I don’t know if anyone reading these memoirs will be disappointed that there was no revelation of drugs and childhood abuse. I’ve always been happy. In Staten Island, I escaped untouched by the man in the shadows of the barn, I survived the streetcar, never was sued by the city of Hamburg, and didn’t get polio when poor Tanny did. I hugged her that night in Cologne in 1956, and flew home to my bed in New York; she flew to Copenhagen, to recline in an iron lung. Dear Tanny, bravery and humor sat with you in your wheelchair for almost fifty years. Fate could have had me sitting in its mate, but I can still walk. The Cuban missile crisis did not escalate into war, so I never had to do pliés in a Siberian gulag; and Carrie and I weren’t at the Bishops’ the night of the slaughter.

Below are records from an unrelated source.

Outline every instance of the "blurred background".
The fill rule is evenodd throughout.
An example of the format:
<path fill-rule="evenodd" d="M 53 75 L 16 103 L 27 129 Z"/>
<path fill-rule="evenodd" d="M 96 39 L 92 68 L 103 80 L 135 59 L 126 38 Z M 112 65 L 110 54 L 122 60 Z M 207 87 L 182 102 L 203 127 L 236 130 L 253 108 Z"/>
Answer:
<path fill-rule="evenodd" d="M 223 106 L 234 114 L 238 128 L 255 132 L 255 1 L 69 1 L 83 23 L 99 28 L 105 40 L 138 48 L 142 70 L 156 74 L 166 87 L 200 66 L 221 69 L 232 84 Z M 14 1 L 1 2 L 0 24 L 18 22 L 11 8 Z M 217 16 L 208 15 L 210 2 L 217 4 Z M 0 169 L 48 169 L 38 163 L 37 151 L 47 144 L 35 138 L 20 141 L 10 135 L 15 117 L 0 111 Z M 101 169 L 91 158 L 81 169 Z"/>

Everything was given to me, by the best and of their best.
Twentieth century born, and trying to understand the twenty-first; I have become a proselytizer for the importance of the arts and learning. But, above all, and central to everything, I was a dancer.
As Milly said to me, and I often say to Carrie, “We did a good job. Goodbye.”
Appendix: The Novena
In writing these memories, I implored several friends from the old days to set me straight on the exact structure of the Novena. Each person had a different version. I’ve reprinted one here. (Maybe you can figure it out.)
ORIGIN AND METHOD
This devotion, which the author has called the “Rosary Novena to Our Lady,” is of comparatively recent origin.
“In an apparition of Our Lady of Pompeii, which occurred in 1884 at Naples, in the house of Commander Agrelli, the heavenly Mother deigned to make known the manner in which she desires to be invoked.
“For thirteen months Fortuna Agrelli, the daughter of the Commander, had endured dreadful sufferings and torturous cramps; she had been given up by the most celebrated physicians. On February 16, 1884, the afflicted girl and her relatives commenced a Novena of Rosaries. The Queen of the Holy Rosary favored her with an apparition on March 3rd. Mary, sitting upon a high throne, surrounded by luminous figures, held the divine Child on her lap, and in her hand a Rosary. The Virgin Mother and the holy Infant were clad in gold-embroidered garments. They were accompanied by St. Dominic and St. Catherine of Siena. The throne was profusely decorated with flowers; the beauty of Our Lady was marvelous.